Our fundamentalists these days know a lot less than they think they do. But so do our “new atheists,” evolutionary psychologists, neuroscientists, and so forth.

The Conservatives vs. the Intellectuals?

by Peter Lawler


So everyone’s talking about the article by the intellectual Russell Jacoby on the alleged fact that there are no conservative intellectuals anymore.

The article isn’t much good, in fact. One problem is that it doesn’t really explain what an intellectual is.

The first outstanding criticism of modern intellectuals came from the lefty philosopher Jean-Jacques Rousseau.

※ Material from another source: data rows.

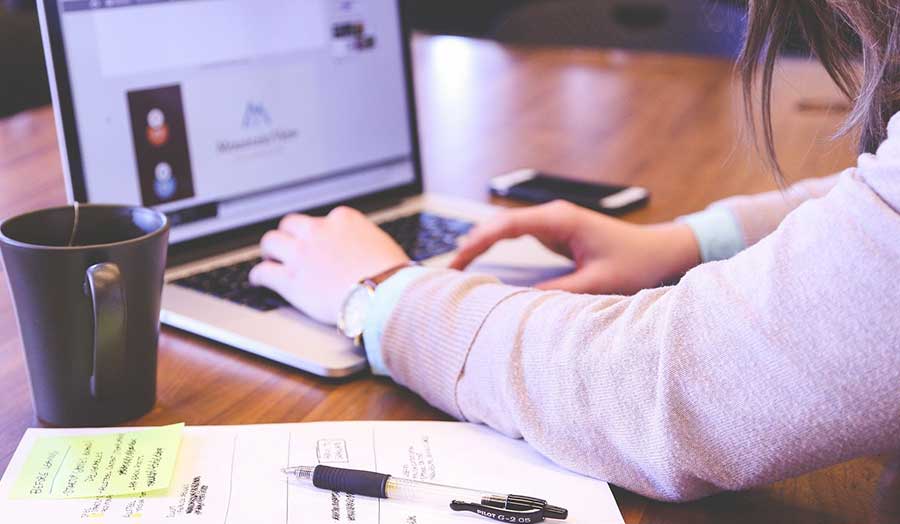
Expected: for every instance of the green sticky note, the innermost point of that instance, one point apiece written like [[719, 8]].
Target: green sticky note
[[100, 465]]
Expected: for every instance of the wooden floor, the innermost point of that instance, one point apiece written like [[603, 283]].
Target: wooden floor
[[669, 123]]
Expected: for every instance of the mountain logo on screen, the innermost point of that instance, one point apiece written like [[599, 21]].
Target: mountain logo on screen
[[258, 131], [255, 115]]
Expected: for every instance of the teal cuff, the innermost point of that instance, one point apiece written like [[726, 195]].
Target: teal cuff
[[387, 294], [718, 233]]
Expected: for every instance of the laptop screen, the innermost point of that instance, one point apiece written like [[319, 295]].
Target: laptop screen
[[224, 113]]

He explained that in a modern, sophisticated society they’ll be a “new class” of people attempting to distinguish themselves by their devotion to ideas. They would be driven much more by vanity than love of truth or concern for others, and their main impulse would be displaying their superiority in the public square. They would be the source of the fashionable dogmas—kinds of popularized science and other forms of self-helpy expertise—that would tend to displace religion and patriotism. The new dogmas wouldn’t really be more true than the older ones, and they would have the huge practical disadvantage of “deconstructing” moral virtue as most people experience it.

So against the witty and fashionable intellectuals Rousseau praised ignorance. His authority in that respect was Socrates—the philosopher who said time and again that all I know for certain is that I know nothing. Socrates didn’t know enough to be an atheist, just as he didn’t know enough to affirm the gods of Athens. Socrates distinguished his endless quest for what he didn’t yet know with the activity of the sophists—the experts who thought they possessed the true and scientific theory of education and should be paid the big bucks for sharing those most useful and enlightened techniques with others.